Current lead of superconducting magnets of the present invention, compared with traditional copper current feed, this current feed adopts binary superconductive current lead, and its entirety is placed in the vacuum layer 11 of magnet Dewar 1 and helium groove 2 formation, and fix once installation shape, security performance improves; The superconducting line that high-temperature superconductive lead wire is directly drawn by superconducting coil with lower part connects, and does not have other to transfer, decreases welding point, ensure that superconductivity, thus decrease Joule heat.

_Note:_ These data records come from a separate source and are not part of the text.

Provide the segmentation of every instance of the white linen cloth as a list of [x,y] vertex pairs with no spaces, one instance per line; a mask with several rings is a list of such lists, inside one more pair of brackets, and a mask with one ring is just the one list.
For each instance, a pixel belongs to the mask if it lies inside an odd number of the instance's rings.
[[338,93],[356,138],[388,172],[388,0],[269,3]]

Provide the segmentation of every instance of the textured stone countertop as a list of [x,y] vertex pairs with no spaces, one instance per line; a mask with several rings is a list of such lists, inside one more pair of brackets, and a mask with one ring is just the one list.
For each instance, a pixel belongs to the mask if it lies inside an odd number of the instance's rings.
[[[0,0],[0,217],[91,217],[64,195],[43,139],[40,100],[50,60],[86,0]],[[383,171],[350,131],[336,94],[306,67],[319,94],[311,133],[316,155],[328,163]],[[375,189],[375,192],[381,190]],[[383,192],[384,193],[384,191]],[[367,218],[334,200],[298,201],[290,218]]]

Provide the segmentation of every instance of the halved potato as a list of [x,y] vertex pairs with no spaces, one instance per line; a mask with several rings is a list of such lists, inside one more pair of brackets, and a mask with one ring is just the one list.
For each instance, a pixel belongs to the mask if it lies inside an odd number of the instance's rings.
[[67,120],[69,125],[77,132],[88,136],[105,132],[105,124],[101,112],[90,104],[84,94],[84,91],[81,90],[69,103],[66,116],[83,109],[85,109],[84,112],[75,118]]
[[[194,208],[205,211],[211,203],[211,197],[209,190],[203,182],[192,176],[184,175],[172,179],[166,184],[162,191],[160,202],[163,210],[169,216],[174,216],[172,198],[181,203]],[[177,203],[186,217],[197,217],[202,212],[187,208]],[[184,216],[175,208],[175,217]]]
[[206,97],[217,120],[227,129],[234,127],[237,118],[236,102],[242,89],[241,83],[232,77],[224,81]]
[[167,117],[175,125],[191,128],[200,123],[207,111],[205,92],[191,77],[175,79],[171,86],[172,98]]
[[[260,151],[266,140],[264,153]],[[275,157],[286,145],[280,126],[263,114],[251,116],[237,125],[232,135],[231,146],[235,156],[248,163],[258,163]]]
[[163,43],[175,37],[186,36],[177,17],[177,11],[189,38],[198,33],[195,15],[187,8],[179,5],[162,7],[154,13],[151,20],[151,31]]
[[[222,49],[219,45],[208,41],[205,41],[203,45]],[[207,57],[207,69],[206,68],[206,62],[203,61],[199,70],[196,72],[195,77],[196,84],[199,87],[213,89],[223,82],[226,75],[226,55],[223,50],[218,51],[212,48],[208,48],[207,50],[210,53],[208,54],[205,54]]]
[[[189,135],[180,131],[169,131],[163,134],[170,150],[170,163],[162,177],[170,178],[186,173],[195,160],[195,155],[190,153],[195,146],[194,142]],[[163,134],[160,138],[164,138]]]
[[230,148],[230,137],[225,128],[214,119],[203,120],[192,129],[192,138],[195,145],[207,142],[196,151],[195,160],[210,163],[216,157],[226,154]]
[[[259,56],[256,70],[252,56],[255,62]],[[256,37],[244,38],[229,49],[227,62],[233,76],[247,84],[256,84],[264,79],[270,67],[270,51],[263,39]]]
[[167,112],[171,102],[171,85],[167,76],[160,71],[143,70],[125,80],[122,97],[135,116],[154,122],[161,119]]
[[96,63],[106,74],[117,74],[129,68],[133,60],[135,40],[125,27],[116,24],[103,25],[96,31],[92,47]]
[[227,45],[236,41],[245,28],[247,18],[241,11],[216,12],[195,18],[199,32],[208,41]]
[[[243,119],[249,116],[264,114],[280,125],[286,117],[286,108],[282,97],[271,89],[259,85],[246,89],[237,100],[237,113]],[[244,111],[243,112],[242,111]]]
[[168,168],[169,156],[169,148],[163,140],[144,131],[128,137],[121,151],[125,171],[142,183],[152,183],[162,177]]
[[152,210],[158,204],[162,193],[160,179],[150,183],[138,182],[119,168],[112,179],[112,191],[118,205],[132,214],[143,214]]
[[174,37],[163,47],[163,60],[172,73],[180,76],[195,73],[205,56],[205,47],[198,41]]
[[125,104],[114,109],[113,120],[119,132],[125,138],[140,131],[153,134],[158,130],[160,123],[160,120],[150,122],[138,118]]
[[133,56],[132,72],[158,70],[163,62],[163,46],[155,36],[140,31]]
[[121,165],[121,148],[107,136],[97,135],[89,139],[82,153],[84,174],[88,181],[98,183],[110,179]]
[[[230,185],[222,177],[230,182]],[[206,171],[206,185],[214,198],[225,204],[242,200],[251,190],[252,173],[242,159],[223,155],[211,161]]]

The current down-lead structure of superconducting magnet provided by the invention, it is a kind of current feed of cryocooled, ensureing under current feed and the good electric insulation of refrigeration machine base, thermal resistance between lead-in wire and refrigeration machine base is very little, the present invention adopts polyimides (Kapton) film of good insulating performance, perfluoroethylene-propylene (FEP) film, polyether-ether-ketone (PEEK) film to reduce thermal resistance, reduce the temperature of high-temperature superconductive lead wire upper end, and then improve the reliability of current feed work.
Embodiment 1
The current terminal 12 of high pressure splicing ear 5 is connected to from the coil both positive and negative polarity 4 of superconducting coil 3 extraction, superconducting line in coil both positive and negative polarity 4 cable draws helium groove 2 from the current terminal 12 of high pressure splicing ear 5, superconducting line through current terminal 12 is soldered in current terminal 12 copper pipe, and solder plays sealing function; The welded flange 14 of high pressure splicing ear 5 is welded in the reserved outlet of helium groove 2 by argon arc welding, ensure that the high-air-tightness of helium groove 2; Become current feed flexible cable 6 after the superconducting line of extracted current end 12 and high purity copper Cable Twist, be soldered to the current terminal 12 of high pressure splicing ear 5 inlet side; Current feed flexible cable 6 opposite side is welded on one piece of copper billet, and this copper billet is convenient to be connected with high-temperature superconductive lead wire 7.Current feed flexible cable 6 plays the effect of buffering and damping.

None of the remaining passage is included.